# Gator trax??



## duckman49 (Aug 21, 2010)

I talked to a guy a while back from here that sold gator trax boats. We talked about the 3 man hide. Lost his number anyone have it or If you see this shoot me a PM please.


----------



## Spec-Rig.006 (Nov 2, 2007)

Are you sure ... ? From a dealer ... ?

My understanding (having Pro-staffed for Gator Trax) is that you can buy them at Bass Pro shops in Texas but I can't think of any private dealers offhand - at least not anywhere near Baytown.

Do you want Kent's number?


----------



## duckman49 (Aug 21, 2010)

So info wanted to order one I could go through bass pro so they took care if shipping and all that?


----------



## Spec-Rig.006 (Nov 2, 2007)

If you want to order one custom you need to go through Gator Trax proper. The boats at Bass Pro are stock boats. I'll PM you shortly.


----------



## JAKib (Jan 14, 2012)

There is a gator hide sitting at Tracker Marine in Beaumont right now, it is kept on the showroom floor. Already grassed and ready to roll. I don't know which MB is on it though.


----------



## duckman49 (Aug 21, 2010)

Thanks I will give them a call!


----------



## 3CK (Oct 5, 2010)

JAKib said:


> There is a gator hide sitting at Tracker Marine in Beaumont right now, it is kept on the showroom floor. Already grassed and ready to roll. I don't know which MB is on it though.
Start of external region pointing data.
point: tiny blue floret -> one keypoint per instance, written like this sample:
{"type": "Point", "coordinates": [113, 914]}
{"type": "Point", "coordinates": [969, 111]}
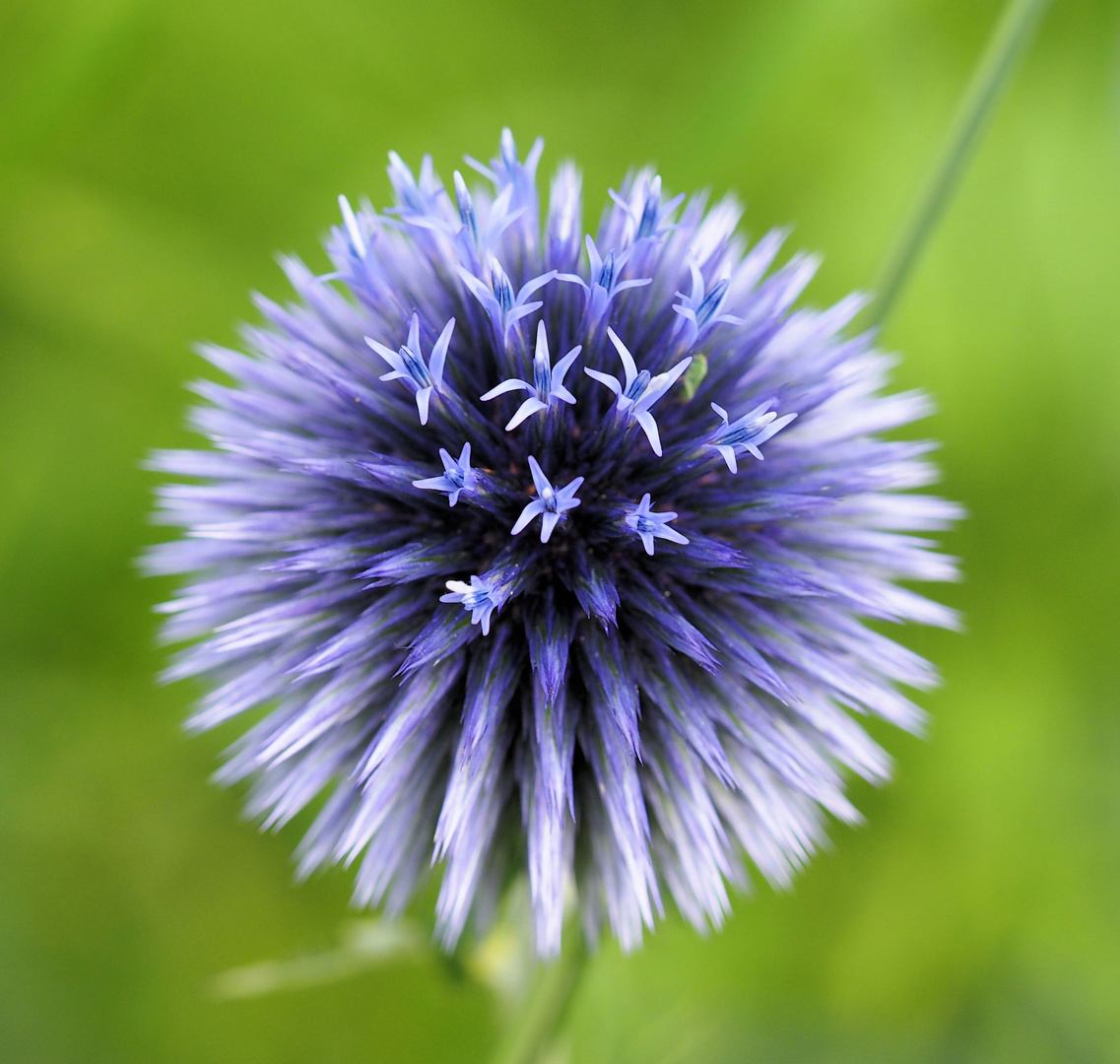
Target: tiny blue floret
{"type": "Point", "coordinates": [481, 597]}
{"type": "Point", "coordinates": [457, 476]}
{"type": "Point", "coordinates": [548, 382]}
{"type": "Point", "coordinates": [750, 432]}
{"type": "Point", "coordinates": [551, 503]}
{"type": "Point", "coordinates": [640, 390]}
{"type": "Point", "coordinates": [652, 526]}
{"type": "Point", "coordinates": [408, 363]}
Probably Sport V with Customer Trailer Bracket. :rotfl::rotfl::rotfl:


----------



## calphil (Jan 17, 2011)

You never know it could have the SportH ... Hahahaha 


Sent from... who cares..


----------



## JAKib (Jan 14, 2012)

3CK said:


> Probably Sport V with Customer Trailer Bracket. :rotfl::rotfl::rotfl:


I don't recall seing a unicorn, or a puddle of oil for that matter


----------



## duckman49 (Aug 21, 2010)

Ok so has anyone hunted out if the gator trax 3 or 4 man hide?


----------



## duckman49 (Aug 21, 2010)

If so can you tell me how you liked it or disliked it, thanks!!


----------



## Gethookedadventures (Jan 1, 2007)

JAKib said:


> There is a gator hide sitting at Tracker Marine in Beaumont right now, it is kept on the showroom floor. Already grassed and ready to roll. I don't know which MB is on it though.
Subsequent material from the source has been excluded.